Les nuages ne cessent de s'amonceler pour Uber, maintenant accusé d'avoir mis en place un système organisé pour échapper à la justice, ajoutant aux tracas de son nouveau patron nommé pour remettre le groupe dans le droit chemin.

Selon un ancien salarié, le service américain de location de voitures avec chauffeur (VTC) a mis en place un système destiné à récupérer des informations sur ses concurrents et les régulateurs puis à les stocker sur des serveurs secrets, non connectés au système informatique d'Uber.

Uber «a mis en place une stratégie sophistiquée pour détruire, cacher, camoufler et falsifier des dossiers ou des documents dans l'intention d'empêcher ou de gêner des enquêtes du gouvernement» ou toute poursuite judiciaire en cours ou à venir, est-il écrit dans une lettre transmise par le ministère de la Justice américaine à un juge californien.

À cause de ce témoignage, partiellement rendu public lors d'une audience à San Francisco, la justice californienne a reporté sine die le procès qui devait opposer, à partir de lundi, Uber à Waymo, la filiale de voitures autonomes d'Alphabet (maison mère de Google).

Waymo accuse Uber, qui travaille aussi sur la conduite sans chauffeur, de lui avoir volé des secrets technologiques.

Selon Uber, ce témoignage n'a rien à voir avec Waymo et ne change rien au fond du dossier.

Il s'agit d'un nouveau boulet au pied de Dara Khosrowshahi, nommé fin août pour remettre le groupe sur les rails après des mois de scandales, avec, en vue, une entrée en Bourse en 2019.

Nettoyage

Une ambition qui exige de rendre le groupe présentable aux autorités boursières américaines qui éplucheront ses comptes. Il devra aussi convaincre les investisseurs potentiels que l'ère des scandales attachée à Travis Kalanick, l'ancien patron controversé poussé vers la sortie en juin par des investisseurs inquiets, est désormais révolue.

Mais si le nouveau responsable avait décrété récemment qu'Uber devait passer «d'une ère de croissance à tout prix à celle d'une croissance responsable», cet objectif sonne aujourd'hui comme un voeu pieux tant la tâche, herculéenne, semble s'apparenter au nettoyage des écuries d'Augias.

La semaine dernière encore, Uber a révélé le piratage, en 2016, des données de 57 millions d'utilisateurs, ce qui lui vaut d'être visé par des enquêtes. Le groupe est soupçonné d'avoir caché ce piratage pendant des mois.

Mais ce n'est pas tout: la justice américaine enquête aussi sur des soupçons de corruption à l'étranger ou l'utilisation d'autres logiciels illégaux pour espionner la concurrence ou échapper au contrôle des autorités. Dans plusieurs pays, Uber s'est mis à dos les taxis traditionnels, qui voient en lui leur mort programmée.

Les milliards de SoftBank

Le groupe a maille à partir avec des régulateurs à l'étranger, notamment à Londres, un de ses plus gros marchés, où il a récemment perdu sa licence. Lundi encore, c'est la justice israélienne qui a interdit Uber, en raison de problèmes liés à l'assurance des passagers.
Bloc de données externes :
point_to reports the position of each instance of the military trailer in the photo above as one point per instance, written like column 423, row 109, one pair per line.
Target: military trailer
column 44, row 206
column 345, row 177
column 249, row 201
Les accusations autour d'un système de dissimulation et d'espionnage industriel organisé arrivent au moment où le groupe négocie un énorme investissement, de plusieurs milliards de dollars, mené par le japonais SoftBank. Le consortium d'investisseurs devrait injecter 1 milliard en cash et souhaite aussi prendre une participation pouvant aller jusqu'à 14%.

Uber veut voir dans cet investissement une marque de «confiance» mais SoftBank est en position de force pour négocier à la baisse le prix des actions, en raison des déboires d'Uber.

Selon un porte-parole de SoftBank mercredi, les fonds «Benchmark, Menlo Ventures et d'autres investisseurs historiques ont l'intention de vendre des parts» au consortium.

Mais même si cet investissement est un bon signe, les problèmes d'Uber sont «endémiques et profondément ancrés dans la culture et l'image du groupe», estimait récemment l'analyste Rob Enderle.

D'autant que le groupe continue à perdre des centaines de millions de dollars. Selon la presse américaine, Uber, qui ne publie pas de comptes certifiés, a creusé sa perte au troisième trimestre, à 1,46 milliard de dollars.

Uber «a un long chemin à faire pour regagner la confiance des utilisateurs (...) et celle de la communauté financière», a commenté mercredi l'analyste Jack Gold.